Voce fuori campo su nero. Evoca tempo andato, quiete, solitudine, e la madre (terra), a cui domanda: “dove sei?” Poi, suono predominante di archi (ma non solo), e titoli testa.
È il prologo di Voyage of Time. Il cammino della vita, primo documentario di Terrence Malick, co-prodotto da Brad Pitt e narrato da Cate Blanchett, già presentato alla 73ma Mostra di Venezia.
La prima immagine è di cielo, le nuvole si muovono e ancora la voce: “mamma, dove sei andata?”. E poi sequenze di senza tetto, anziani, persone con disturbi mentali, villaggi africani dimenticati da Dio e dagli uomini, la corrida sanguinosa … e la serenità delle giraffe a passeggio nella Savana.
Visioni ataviche o laviche, colori infuocati, corrono sulle riflessioni intorno al “donare la vita”.

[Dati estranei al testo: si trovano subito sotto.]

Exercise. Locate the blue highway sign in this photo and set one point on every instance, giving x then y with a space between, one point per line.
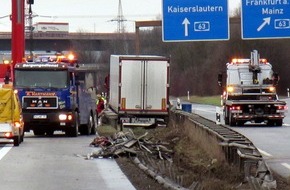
195 20
264 19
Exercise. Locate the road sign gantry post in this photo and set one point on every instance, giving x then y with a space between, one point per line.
265 19
198 20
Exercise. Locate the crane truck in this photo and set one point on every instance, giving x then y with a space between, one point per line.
54 96
250 93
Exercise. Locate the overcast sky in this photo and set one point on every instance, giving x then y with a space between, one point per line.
91 15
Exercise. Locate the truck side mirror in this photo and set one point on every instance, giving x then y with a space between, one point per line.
220 79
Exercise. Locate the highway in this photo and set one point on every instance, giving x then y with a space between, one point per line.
57 162
273 142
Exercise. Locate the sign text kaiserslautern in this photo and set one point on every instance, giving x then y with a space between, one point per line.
265 19
195 20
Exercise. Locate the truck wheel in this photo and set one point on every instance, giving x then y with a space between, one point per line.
16 140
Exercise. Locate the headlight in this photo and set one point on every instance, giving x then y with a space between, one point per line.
62 117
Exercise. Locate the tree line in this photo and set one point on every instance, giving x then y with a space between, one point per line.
195 65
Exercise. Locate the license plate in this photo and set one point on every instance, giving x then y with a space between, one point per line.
40 117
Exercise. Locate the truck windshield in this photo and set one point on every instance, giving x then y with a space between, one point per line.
44 79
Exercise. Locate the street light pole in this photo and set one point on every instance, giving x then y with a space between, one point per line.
30 2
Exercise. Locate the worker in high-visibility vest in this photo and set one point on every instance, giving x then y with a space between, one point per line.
100 106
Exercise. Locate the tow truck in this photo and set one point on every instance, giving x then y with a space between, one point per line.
250 92
54 97
11 120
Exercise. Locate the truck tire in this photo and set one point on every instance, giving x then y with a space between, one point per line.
16 140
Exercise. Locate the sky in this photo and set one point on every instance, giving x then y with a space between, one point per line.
91 15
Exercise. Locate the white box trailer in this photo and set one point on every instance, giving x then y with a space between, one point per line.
139 88
62 27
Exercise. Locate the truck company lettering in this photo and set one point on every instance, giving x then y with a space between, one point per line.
266 2
272 11
39 65
179 9
31 93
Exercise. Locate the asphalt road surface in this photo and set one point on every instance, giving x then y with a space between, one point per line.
57 163
273 142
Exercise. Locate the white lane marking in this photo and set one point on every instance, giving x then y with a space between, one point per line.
4 151
286 165
264 153
204 110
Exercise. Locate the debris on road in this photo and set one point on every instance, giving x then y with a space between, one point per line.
127 144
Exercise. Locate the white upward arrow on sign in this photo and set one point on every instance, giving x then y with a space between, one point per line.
266 21
185 23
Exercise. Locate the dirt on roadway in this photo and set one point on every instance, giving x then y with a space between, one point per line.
190 164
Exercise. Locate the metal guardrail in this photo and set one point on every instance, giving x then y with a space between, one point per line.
238 149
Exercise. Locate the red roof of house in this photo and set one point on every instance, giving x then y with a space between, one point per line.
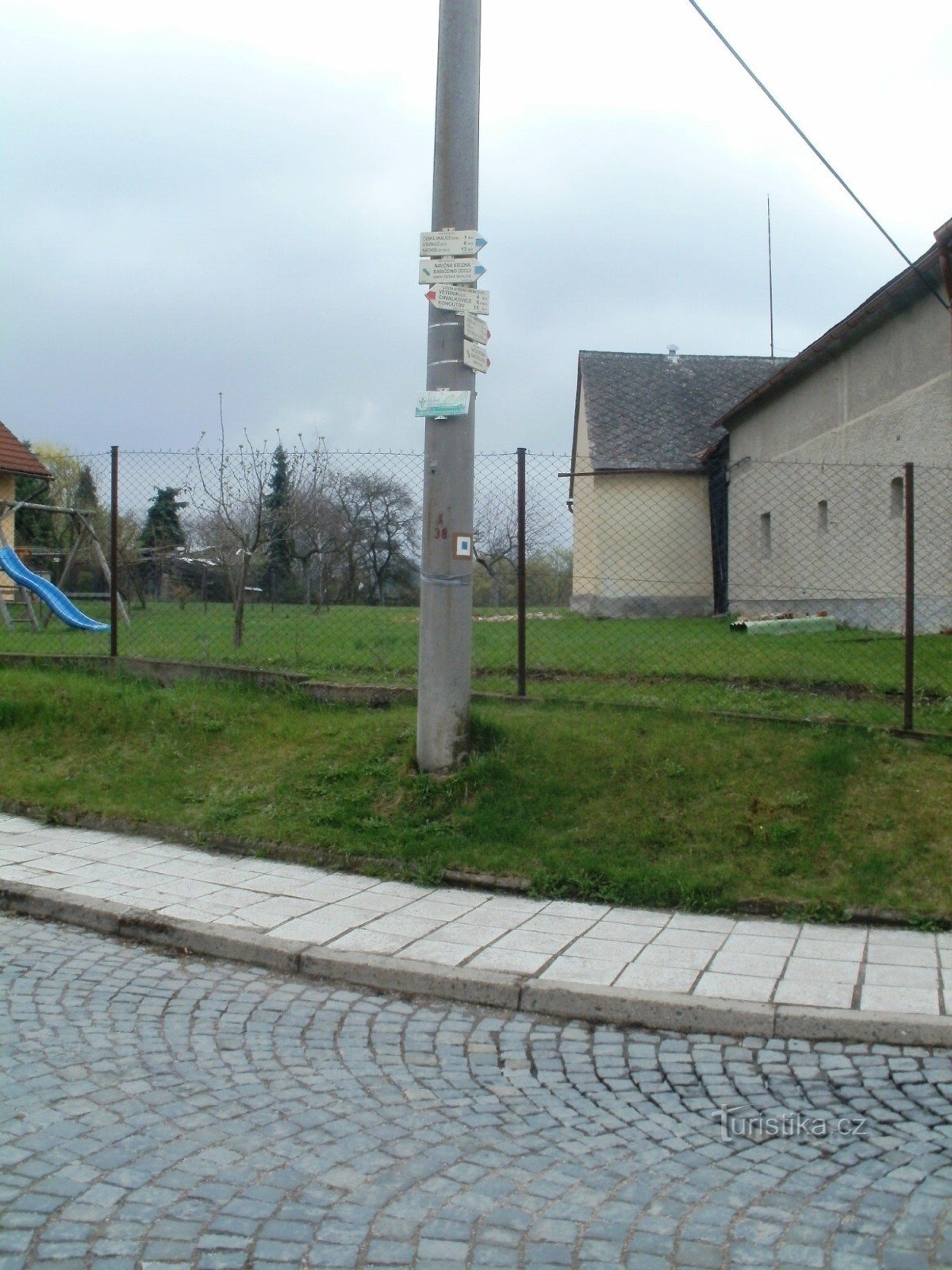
14 456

Un’estetica intrauterina, sguardi sul sistema nervoso ai raggi X, una musica vibrante e crescente, di inquietudine e di suspense: una luce bianca palpita nel nucleo di un accumulo materico, rosso. Un cangiare di colori che affascina, quasi ipnotico: oltre che un film è una meditazione, che meraviglia gli occhi, guida alla riflessione interiore, celebra la bellezza del creato allo stato puro, dall’eruzione mefistofelica con conseguente fumo immacolato di un vulcano, allo scorrere di ripidissime cascate dentro le cui acque più profonde piombano i giganti tizzoni della lava, a schiudersi come l’uovo di un mammifero che sta venendo al mondo.
Malick, ancora, s’insinua tra le pieghe dell’Antelope Canyon e tra le acque trasparenti di un’altra gola petrosa: sorvola e s’immerge, tra (i colori) viola, arancione, nero, la pietra lamellare o il geiser gorgogliante, fino a finire dentro il dettaglio dell’iride di un occhio a visione centuplicata o accanto a decine di centinaia di spermatozoi che corrono verso… la conquista della vita.
L’onirismo commovente di uno “stormo” di meduse che respirano e danzano come in una coreografia idrica: questa, forse, è la sequenza più suggestiva del film, sorella di decine di altre di gigantesca emotività visiva e oggettiva bellezza.
Pochissime le parole, e sempre e solo quelle recitate da Cate Blanchett, e sempre alla madre… terra e alla sua “nascita eterna”, una terra fatta anche di “blu stremato” e abitata anche da “un bambino abbandonato”.
L’opera di Malick è una continua sollecitazione per dar eco al contrasto tra la virginale bellezza della Natura e la brutalità “bellica” della mano umana sulla stessa e sulla società delle persone.
Voyage of Time. Il cammino della vita è un film da guardare sul grande schermo, che garantisce un reciproco inchino alla Visione: quello dello schermo della sala all’estetica di Malick e quello della stessa al mezzo che assicura di amplificarne infinitamente la già sublime grazia.
“Uno dei miei più grandi sogni”, ha commentato il regista, che per approcciare e mettere in scena l’opera si è misurato con lo studio astronomico, biologico, filosofico, incontrando docenti, ricercatori e innovatori, spaziando dalla fisica all’antropologia.
Dal 3 marzo, il film esce al cinema con Double Line.